Les deuils d'enfants sont très difficiles pour plusieurs raisons:
- ce n'est pas dans l'ordre des choses, il n'est pas naturel de perdre un enfant en devenir ou jeune, er d'autant plus lorsque l'on est primipare (1ers bébés)
- la prématurité questionne toujours la mère dans sa capacité à être un "bon ventre" et en ressort presque systématiquement avec un sentiment coupable. Outre la douleur de perdre un bébé, et dans votre cas deux bébés consécutivement, une grossesse ajournée questionne aussi sur sa capacité à enfanter.
- et parce qu'enfanter place la femme en qualité de "gardienne de la vie", cette responsabilité est merveilleuse (toute puissance euphorisante) lorsque tout va bien mais aussi si grande et lourde à porter seule lorsque le processus n'aboutit pas à son terme dans de bonnes conditions (sentiment d'incapacité et d'impuissance).

Bien que rien ne répare totalement ces épreuves de vie, elles ont le mérite de nous apprendre sur nous même, et de confirmer dans un second temps (la plupart du temps) le désir profond de fonder une famille et de transmettre à son tour à son/ses enfants.

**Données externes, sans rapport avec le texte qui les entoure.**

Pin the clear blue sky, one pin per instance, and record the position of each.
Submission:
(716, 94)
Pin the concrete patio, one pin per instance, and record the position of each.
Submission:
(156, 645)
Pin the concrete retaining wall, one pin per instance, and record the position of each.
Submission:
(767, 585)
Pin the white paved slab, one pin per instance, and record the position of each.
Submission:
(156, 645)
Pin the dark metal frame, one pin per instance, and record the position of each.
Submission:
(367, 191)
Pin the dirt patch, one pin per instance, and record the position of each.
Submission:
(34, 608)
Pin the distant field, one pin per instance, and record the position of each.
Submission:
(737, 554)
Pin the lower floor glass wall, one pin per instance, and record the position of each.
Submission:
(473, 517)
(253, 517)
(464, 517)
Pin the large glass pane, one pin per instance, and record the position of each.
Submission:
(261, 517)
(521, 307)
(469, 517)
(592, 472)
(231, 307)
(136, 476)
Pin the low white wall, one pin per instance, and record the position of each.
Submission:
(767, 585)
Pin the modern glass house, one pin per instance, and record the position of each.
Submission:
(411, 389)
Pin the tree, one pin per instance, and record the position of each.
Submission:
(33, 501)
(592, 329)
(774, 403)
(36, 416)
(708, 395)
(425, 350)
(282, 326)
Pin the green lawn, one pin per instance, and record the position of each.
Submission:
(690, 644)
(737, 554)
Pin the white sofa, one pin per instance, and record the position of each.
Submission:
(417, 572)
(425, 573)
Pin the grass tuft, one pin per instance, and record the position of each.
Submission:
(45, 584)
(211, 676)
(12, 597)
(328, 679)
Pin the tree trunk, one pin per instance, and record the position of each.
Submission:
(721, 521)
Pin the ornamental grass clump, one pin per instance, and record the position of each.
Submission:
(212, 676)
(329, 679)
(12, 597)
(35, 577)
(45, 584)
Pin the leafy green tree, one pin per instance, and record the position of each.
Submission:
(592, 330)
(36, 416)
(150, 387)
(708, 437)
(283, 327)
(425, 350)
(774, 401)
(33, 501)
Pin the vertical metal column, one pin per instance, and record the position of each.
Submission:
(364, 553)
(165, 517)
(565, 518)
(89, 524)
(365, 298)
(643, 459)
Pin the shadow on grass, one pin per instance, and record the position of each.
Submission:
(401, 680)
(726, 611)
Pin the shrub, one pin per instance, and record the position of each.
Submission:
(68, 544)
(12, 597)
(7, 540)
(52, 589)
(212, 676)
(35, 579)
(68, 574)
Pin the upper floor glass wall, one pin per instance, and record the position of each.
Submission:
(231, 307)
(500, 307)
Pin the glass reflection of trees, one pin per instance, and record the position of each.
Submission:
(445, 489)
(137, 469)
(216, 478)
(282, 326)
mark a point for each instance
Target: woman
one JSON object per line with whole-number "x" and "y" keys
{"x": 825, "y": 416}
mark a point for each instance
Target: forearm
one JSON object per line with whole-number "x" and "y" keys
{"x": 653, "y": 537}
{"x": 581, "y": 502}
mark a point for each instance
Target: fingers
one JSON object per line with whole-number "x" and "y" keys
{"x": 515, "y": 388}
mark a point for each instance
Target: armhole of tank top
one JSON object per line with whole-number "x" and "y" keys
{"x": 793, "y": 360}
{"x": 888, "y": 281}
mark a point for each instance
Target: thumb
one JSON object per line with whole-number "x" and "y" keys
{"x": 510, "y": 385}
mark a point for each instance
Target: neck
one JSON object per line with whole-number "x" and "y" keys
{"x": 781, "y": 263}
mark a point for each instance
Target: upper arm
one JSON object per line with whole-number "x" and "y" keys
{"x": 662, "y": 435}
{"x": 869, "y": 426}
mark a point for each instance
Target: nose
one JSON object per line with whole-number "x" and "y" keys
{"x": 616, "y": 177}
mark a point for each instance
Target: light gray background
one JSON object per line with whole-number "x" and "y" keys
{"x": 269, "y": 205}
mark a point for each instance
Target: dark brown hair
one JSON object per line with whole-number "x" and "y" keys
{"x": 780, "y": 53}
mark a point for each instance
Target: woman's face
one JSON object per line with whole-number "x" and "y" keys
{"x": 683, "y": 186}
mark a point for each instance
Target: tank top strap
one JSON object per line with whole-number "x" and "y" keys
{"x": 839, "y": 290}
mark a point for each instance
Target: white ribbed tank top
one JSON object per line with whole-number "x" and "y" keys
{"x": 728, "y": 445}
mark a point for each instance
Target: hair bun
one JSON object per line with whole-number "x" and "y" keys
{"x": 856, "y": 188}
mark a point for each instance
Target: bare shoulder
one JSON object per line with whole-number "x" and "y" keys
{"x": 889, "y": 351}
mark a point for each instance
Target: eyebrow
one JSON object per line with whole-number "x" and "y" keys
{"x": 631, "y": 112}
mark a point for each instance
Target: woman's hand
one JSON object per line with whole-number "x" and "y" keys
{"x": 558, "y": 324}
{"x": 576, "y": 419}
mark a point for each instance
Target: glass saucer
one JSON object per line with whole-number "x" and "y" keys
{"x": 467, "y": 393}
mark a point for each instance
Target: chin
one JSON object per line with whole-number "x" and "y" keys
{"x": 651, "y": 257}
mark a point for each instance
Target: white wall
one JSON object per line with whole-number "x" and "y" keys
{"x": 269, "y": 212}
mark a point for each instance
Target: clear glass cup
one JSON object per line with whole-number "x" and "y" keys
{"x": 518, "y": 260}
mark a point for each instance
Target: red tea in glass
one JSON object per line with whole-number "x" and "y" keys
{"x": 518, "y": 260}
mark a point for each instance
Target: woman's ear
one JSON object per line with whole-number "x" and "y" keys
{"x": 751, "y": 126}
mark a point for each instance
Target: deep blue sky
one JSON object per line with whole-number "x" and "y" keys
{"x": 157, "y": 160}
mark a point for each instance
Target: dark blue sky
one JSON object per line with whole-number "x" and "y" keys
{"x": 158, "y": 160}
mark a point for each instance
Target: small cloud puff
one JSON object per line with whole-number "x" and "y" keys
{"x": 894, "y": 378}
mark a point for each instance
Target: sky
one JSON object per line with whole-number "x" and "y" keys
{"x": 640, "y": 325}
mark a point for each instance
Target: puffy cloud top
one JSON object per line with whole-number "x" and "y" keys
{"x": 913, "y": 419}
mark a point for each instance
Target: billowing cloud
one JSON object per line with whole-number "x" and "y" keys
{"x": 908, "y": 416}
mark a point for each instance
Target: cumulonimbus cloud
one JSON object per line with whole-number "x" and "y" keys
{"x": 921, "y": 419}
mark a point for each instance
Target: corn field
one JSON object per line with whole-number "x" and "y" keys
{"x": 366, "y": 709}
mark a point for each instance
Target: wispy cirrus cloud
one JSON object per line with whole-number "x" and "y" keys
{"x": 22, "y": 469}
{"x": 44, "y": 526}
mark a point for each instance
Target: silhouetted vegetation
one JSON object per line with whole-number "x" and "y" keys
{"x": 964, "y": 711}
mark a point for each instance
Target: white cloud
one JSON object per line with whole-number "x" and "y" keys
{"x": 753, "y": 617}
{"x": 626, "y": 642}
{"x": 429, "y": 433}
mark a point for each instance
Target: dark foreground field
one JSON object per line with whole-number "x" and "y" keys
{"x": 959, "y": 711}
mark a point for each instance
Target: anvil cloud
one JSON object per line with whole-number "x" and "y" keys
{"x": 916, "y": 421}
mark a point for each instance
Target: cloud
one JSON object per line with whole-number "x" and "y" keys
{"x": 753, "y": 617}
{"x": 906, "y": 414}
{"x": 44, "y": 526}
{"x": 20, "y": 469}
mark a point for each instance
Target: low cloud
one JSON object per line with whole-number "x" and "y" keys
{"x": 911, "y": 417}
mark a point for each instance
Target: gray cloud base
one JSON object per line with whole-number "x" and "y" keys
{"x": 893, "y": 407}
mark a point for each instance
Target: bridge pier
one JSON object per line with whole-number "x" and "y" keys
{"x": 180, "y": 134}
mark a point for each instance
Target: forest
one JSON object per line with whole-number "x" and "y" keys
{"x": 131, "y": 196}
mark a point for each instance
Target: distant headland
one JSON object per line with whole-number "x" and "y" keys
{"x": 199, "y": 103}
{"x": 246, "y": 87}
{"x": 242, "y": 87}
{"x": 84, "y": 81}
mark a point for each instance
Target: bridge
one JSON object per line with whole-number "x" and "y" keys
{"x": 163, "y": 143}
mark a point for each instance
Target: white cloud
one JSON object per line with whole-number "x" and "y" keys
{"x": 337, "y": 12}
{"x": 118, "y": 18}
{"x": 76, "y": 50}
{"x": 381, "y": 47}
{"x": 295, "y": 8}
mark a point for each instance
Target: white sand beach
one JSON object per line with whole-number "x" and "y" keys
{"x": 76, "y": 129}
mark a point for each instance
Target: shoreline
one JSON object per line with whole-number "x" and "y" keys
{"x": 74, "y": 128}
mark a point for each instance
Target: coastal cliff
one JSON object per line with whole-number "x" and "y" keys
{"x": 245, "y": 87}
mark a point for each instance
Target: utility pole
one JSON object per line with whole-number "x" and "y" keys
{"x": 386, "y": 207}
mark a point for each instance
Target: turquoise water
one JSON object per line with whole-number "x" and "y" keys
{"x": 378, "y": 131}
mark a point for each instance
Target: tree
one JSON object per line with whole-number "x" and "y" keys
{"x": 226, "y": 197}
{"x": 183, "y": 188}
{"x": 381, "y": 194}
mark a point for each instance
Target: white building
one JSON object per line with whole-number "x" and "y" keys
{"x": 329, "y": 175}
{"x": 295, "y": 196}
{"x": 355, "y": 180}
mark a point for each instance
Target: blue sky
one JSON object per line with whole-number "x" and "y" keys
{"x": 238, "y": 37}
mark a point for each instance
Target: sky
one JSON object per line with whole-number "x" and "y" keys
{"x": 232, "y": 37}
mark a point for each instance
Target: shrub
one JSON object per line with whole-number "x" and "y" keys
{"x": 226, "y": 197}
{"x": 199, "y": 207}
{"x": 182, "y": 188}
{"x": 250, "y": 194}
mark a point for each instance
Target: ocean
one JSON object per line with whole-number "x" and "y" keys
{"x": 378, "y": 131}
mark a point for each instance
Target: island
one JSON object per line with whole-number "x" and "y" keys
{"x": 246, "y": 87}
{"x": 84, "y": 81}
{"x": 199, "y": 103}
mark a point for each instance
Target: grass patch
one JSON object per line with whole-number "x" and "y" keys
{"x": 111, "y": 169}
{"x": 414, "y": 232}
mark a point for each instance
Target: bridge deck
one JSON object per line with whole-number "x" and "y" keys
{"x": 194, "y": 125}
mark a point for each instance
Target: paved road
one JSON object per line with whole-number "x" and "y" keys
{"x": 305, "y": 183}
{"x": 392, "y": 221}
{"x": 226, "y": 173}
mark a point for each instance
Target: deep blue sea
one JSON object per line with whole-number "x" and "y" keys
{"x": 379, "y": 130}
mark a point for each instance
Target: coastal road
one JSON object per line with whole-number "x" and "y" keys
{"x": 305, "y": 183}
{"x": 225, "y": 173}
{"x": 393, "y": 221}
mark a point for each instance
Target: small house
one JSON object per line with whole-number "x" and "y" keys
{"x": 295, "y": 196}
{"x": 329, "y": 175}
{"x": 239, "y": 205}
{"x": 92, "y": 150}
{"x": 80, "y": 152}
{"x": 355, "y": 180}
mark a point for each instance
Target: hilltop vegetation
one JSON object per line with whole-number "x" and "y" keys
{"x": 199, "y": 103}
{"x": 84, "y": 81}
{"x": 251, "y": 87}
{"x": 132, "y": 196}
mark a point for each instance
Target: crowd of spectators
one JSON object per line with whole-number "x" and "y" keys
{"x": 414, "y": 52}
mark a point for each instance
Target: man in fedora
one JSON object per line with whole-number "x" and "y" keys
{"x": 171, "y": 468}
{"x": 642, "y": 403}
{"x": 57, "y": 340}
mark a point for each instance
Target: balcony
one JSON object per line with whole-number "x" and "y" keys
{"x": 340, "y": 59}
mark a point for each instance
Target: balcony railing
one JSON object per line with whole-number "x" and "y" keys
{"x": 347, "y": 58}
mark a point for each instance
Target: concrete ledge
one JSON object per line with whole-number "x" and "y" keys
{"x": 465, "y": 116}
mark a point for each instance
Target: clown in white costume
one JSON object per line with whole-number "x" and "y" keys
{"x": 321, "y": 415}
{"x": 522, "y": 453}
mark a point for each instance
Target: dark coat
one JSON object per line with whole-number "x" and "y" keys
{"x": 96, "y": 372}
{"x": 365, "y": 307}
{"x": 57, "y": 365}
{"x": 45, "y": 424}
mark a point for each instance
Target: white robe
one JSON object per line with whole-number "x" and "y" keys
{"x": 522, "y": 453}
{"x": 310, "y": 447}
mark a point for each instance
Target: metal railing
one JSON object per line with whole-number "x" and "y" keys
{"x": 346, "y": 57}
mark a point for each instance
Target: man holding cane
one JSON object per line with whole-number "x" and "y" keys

Faites vous, en effet, accompagner médicalement et psychologiquement pour retrouver en vous confiance et meilleure estime de vous si vous le jugez nécessaire. Vous avez de mon point de vue de belles ressources psychiques, à vous lire.
Dès lors, poursuivre vos projets de maternité est probablement la seule façon de dépasser le trauma, puisqu'ils confirmeront votre capacité à enfanter. Aussi, je ne peux que vous conseiller de placer vos désirs au coeur de votre vie et de les poursuivre.

Bien à vous

Céline Lemesle, Psychologue

Marie2017
Merci à vous pour cette réponse humaine et sincère.
"ces épreuves de vie, elles ont le mérite de nous apprendre sur nous même"... avec le petit recul que j'ai depuis cette épreuve, je sens déjà ce qu'elle me laisse aujourd'hui de fragilité bien sûr, mais aussi de force. Force de vie, d'amour et de compréhension. Je prends cela comme le cadeau immense de mes petits bébés envolés. Et j'espère pouvoir transmettre tout cela un jour à un enfant dont le chemin sera s'élever à nos côtés. Merci.